When we arrived at the Carmike, we walked into exactly what one would expect to see on a typical Saturday Night. Families, friends, and first dates were all in line for tickets and their concessions of choice. I was a little disappointed that I was not hearing chants of “Hard work, Dedication” as we approached our theater. Like many of the films I choose, we were in one of the smaller auditoriums located down the hall, and to the left.
When we walked in the opening bout was in progress. Jay got in line for food, and Brian grabbed a seat up front. I surveyed the audience and realized that there were a few subtle violations taking place. I asked for an usher, who arrived promptly. I asked him if people were allowed to “reserve” seats, which of course they weren’t; and soon we were sitting in the center of the theater.
Before leaving, I asked if I could possibly speak to the manager on duty. I identified myself as a boxing scribe who had hoped to ask a few questions on why they chose “The One” for their first venture into the sweet science.
A few rounds later, Melissa Ross called me into the lobby. She was the manager on duty, and was nice enough to answer a few questions. She informed me that they had previously shown a UFC fight and that because of the theater’s location; corporate often chooses that location to gauge interest in posting live events. She informed me that they did not need to add any extra security, but asked that the guard on duty begin his rounds in and around the theater that was showing the fight.
The theater had a capacity of 108, and much of the crowd that turned out bought tickets the night of the fight. She seemed pleased with the turnout, and was hopeful that the evening would continue without any problems.
When I returned to my seat the fight between Ishe Smith and Carlos Molina was in progress. To be honest, I’m not sure what round it was, as there was not a memorable round that stood out. These are the kind of fights that I usually spend instructing my guests which wings are hot, which drinks are cold, and where the bathroom is located.
The evening again began to pick up when Danny Garcia and Lucas Matthysse were getting set to trade leather. There were cheers from the audience when it was announced that Garcia was from nearby Philadelphia. Even at $25 a ticket, this crowd was clearly there for the main event.
The crowd gave golf claps in support of Garcia during the early rounds of the fight. They moaned when the swelling under Matthysse’s eye was magnified on a movie screen in HD quality. They applauded for both men when they traded at the final bell.

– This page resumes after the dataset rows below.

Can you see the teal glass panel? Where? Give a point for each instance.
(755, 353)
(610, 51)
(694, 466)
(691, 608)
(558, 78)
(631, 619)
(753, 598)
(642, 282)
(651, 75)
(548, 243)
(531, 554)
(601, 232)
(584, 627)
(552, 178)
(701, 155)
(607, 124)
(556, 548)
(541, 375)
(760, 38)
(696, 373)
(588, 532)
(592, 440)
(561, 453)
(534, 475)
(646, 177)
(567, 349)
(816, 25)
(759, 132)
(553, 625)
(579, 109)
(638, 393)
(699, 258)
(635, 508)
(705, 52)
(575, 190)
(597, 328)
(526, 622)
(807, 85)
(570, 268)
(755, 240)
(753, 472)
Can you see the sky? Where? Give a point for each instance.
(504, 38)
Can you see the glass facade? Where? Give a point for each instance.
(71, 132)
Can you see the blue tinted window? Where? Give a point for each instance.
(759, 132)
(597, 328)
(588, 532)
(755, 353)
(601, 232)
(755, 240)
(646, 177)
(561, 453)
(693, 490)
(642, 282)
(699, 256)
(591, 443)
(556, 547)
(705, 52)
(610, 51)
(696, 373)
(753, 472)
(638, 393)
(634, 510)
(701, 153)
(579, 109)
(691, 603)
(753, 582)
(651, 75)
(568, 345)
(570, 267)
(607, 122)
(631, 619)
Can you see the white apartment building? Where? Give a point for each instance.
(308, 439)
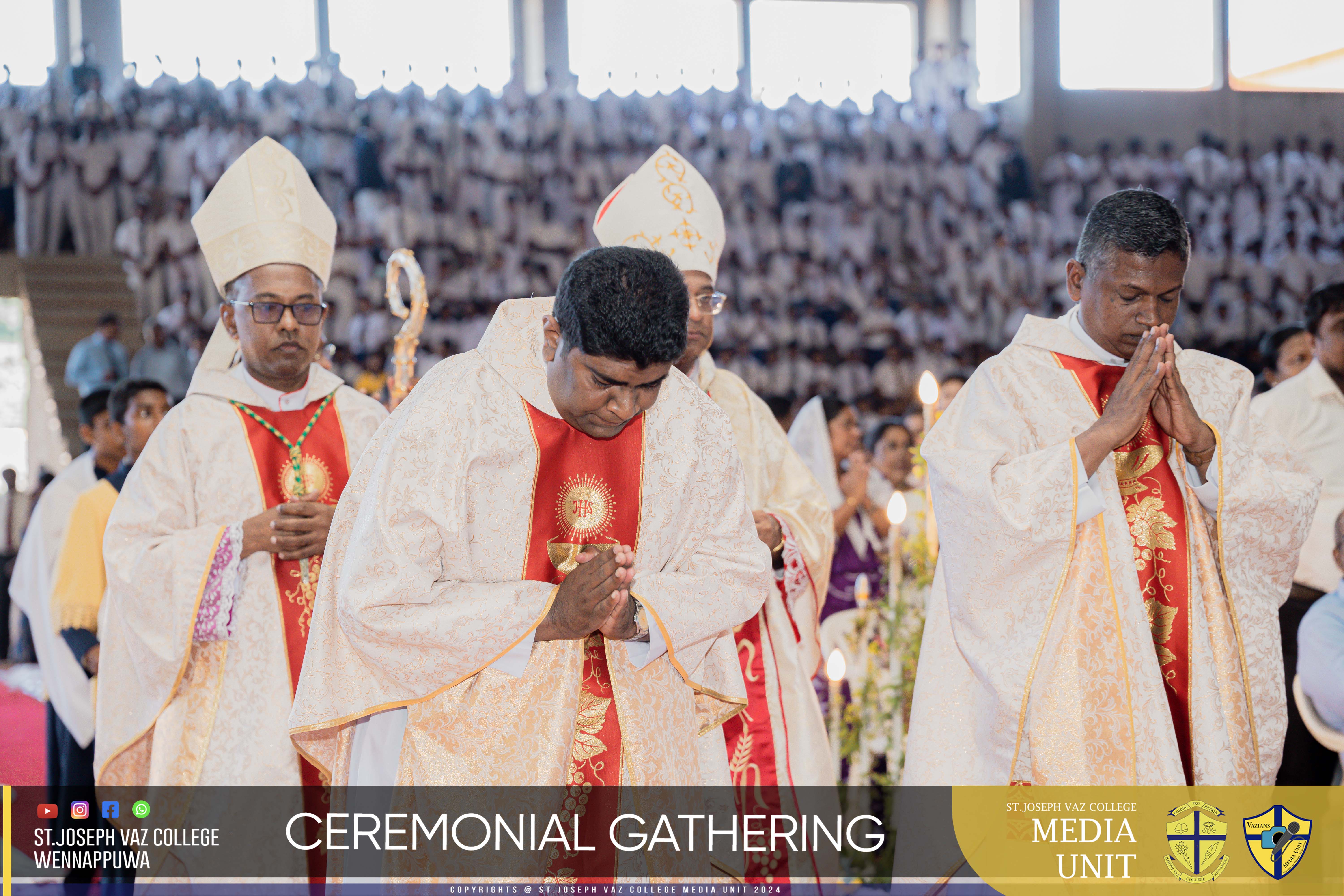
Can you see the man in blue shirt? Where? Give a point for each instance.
(1320, 647)
(99, 361)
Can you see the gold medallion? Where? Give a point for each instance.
(318, 480)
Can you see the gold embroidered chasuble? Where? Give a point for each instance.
(428, 551)
(1040, 660)
(780, 742)
(173, 711)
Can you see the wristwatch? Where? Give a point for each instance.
(1201, 459)
(642, 621)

As much as I like Danny Garcia, I had to eat a little crow as I felt that he was too hittable to withstand the powerful punches thrown by “The Machine”. Better technique, preparation, and guts earned Garcia his biggest win to date.
It was a fun fight, but it was even more fun watching a crowd that is so trained not to talk in a movie theater.
I was able to hit the rest room before the main event. Again, it was surreal to be at a “sporting event” with so many people that had no idea that a big fight was taking place down the hall.
On the way back to the theater I walked behind some late arriving fans. Yes, there are even late arriving fans in non-casino settings.
The fighters and Justin Bieber were in the ring. There was a feeling when the fighters touched gloves unlike many of Mayweather’s previous fights. There was some question as to who would be victorious.
For me, the suspense lasted 11 minutes. Following the third round there was no doubt that it would not be Canelo’s night.
As Floyd painted another masterpiece, there was a little grumbling from the crowd.
“I paid $25 for this?” asked a pro-Canelo fan.
There was some boasting from the pro-Mayweather fans.
“For 12 rounds he kicked your ass!”
And in the end, CJ Ross’ scorecard gave the entire crowd a common villain.
“The One” was history. Mayweather proved he was not only second to none, but he was so good he left us wondering if there was anyone that could be a worthy enough B-side to inspire the decision makers at the Carmike to reserve one of their theaters in May 2014.